Jan 6, 2011

Putting up a stall in a fair is like giving a presentation

Yesterday I talked about the stall my company is putting up in a large exhibition (consumer fair). Managing a stall in an exhibition is so much like presenting.

Here are the challenges of putting up a cooking oil stall in a consumer fair:

1. How do we get noticed? People are not there to see us.

2. Generate curiosity and interest and make people come in.

3. Once in, share information about the brand without overloading them with info and without boring them.

4. Convince them to buy the product (call to action).

If you are making a presentation, point 1 is ruled out. The audience sees you. But point 2, 3 and 4 are very pertinent.

#2 Are you able to generate curiosity about the subject/topic and make your audience want to know more? Are you able to make them see what you want them to see?

To do this, you need to stand out. We are making people curious by the design. Our stall front is attractive (or so it is supposed to be). If people like something they would like to check it out. That's the bottomline. We are also putting up banners/standies outside which appeal to the discount hunter. We are popularising our 'special offers'.

#3 Once you have the attention, make the most of it. The audience is listening to you. Now get your main message across without any nonsense. Be short and sweet. Remember, when you say many things you say nothing. People cannot remember so much. Say 1 thing and say it well. You have to sacrifice and make your message simple.

We too have tried to do the same inside the stall. We have a registration counter where we ask very few questions (this is for market research). After this there is a free health check up for all visitors. After which is the sales counter and our sales pitch is of just 1 sentence. The interiors are simple and just focus on the product image and the image of the brand ambassadors. Visually appetizing. If they just remember us after they have gone out, we would be happy.

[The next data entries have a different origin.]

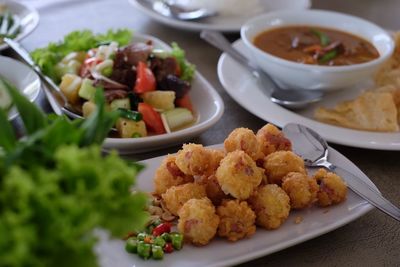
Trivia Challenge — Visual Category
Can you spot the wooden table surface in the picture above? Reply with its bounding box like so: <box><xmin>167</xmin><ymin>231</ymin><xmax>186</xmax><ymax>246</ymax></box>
<box><xmin>12</xmin><ymin>0</ymin><xmax>400</xmax><ymax>266</ymax></box>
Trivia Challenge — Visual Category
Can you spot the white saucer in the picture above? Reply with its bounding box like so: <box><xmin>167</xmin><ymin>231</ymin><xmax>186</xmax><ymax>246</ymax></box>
<box><xmin>128</xmin><ymin>0</ymin><xmax>311</xmax><ymax>32</ymax></box>
<box><xmin>96</xmin><ymin>145</ymin><xmax>374</xmax><ymax>267</ymax></box>
<box><xmin>0</xmin><ymin>0</ymin><xmax>39</xmax><ymax>51</ymax></box>
<box><xmin>0</xmin><ymin>56</ymin><xmax>40</xmax><ymax>120</ymax></box>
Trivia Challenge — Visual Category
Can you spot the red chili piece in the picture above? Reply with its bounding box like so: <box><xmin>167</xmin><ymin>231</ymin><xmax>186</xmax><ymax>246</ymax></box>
<box><xmin>153</xmin><ymin>222</ymin><xmax>171</xmax><ymax>236</ymax></box>
<box><xmin>164</xmin><ymin>243</ymin><xmax>174</xmax><ymax>253</ymax></box>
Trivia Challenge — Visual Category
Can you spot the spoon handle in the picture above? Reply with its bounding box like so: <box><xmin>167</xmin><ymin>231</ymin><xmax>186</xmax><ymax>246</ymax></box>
<box><xmin>328</xmin><ymin>165</ymin><xmax>400</xmax><ymax>221</ymax></box>
<box><xmin>200</xmin><ymin>30</ymin><xmax>278</xmax><ymax>94</ymax></box>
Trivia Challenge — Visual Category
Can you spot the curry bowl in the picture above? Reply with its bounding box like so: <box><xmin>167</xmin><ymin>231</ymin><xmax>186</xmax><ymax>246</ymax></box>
<box><xmin>240</xmin><ymin>10</ymin><xmax>394</xmax><ymax>91</ymax></box>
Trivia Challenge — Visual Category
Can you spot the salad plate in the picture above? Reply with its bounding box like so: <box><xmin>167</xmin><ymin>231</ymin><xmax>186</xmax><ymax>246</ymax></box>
<box><xmin>128</xmin><ymin>0</ymin><xmax>311</xmax><ymax>32</ymax></box>
<box><xmin>40</xmin><ymin>32</ymin><xmax>224</xmax><ymax>154</ymax></box>
<box><xmin>0</xmin><ymin>56</ymin><xmax>40</xmax><ymax>120</ymax></box>
<box><xmin>96</xmin><ymin>145</ymin><xmax>374</xmax><ymax>267</ymax></box>
<box><xmin>0</xmin><ymin>0</ymin><xmax>39</xmax><ymax>51</ymax></box>
<box><xmin>103</xmin><ymin>32</ymin><xmax>224</xmax><ymax>154</ymax></box>
<box><xmin>218</xmin><ymin>40</ymin><xmax>400</xmax><ymax>151</ymax></box>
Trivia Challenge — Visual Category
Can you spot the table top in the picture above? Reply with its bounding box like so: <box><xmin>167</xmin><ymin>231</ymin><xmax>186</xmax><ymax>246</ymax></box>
<box><xmin>11</xmin><ymin>0</ymin><xmax>400</xmax><ymax>266</ymax></box>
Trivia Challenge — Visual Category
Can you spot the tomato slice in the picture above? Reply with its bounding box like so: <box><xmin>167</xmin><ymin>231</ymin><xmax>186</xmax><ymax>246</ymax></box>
<box><xmin>79</xmin><ymin>57</ymin><xmax>103</xmax><ymax>77</ymax></box>
<box><xmin>175</xmin><ymin>93</ymin><xmax>193</xmax><ymax>113</ymax></box>
<box><xmin>138</xmin><ymin>103</ymin><xmax>166</xmax><ymax>134</ymax></box>
<box><xmin>133</xmin><ymin>61</ymin><xmax>156</xmax><ymax>94</ymax></box>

#4 Call to action. Every presentation has an objective. Know why you are making the presentation and work hard to achieve it.

Our objectives are two; create awareness for our brand and generate sales (make people to try our new brand). We have clearly made the stall attractive so people come in. Once in, they will only get to see the brand name and nothing else. No unnecessary literature. For sales to happen we have planned exciting offers. Over and above that, we need to be flexible. So we will keep changing and trying new things until we hit the bulls eye. Until we have so much crowd that we are stocked out.

That is what we all need to do with our presentations. Keep trying, failing, learning and improving with every presentation we make. Keep your eye on the objective and keep aiming to hit the bulls eye.


  1. Good analogies here!

    In one sense, even a one-on-one conversation is a speech.

    Thanks for the Post, Vivek!

  2. Hi Fred. Nice to see you here. It is true that a one-on-one is also a speech. That's why we need to be aware of principles of communication every time.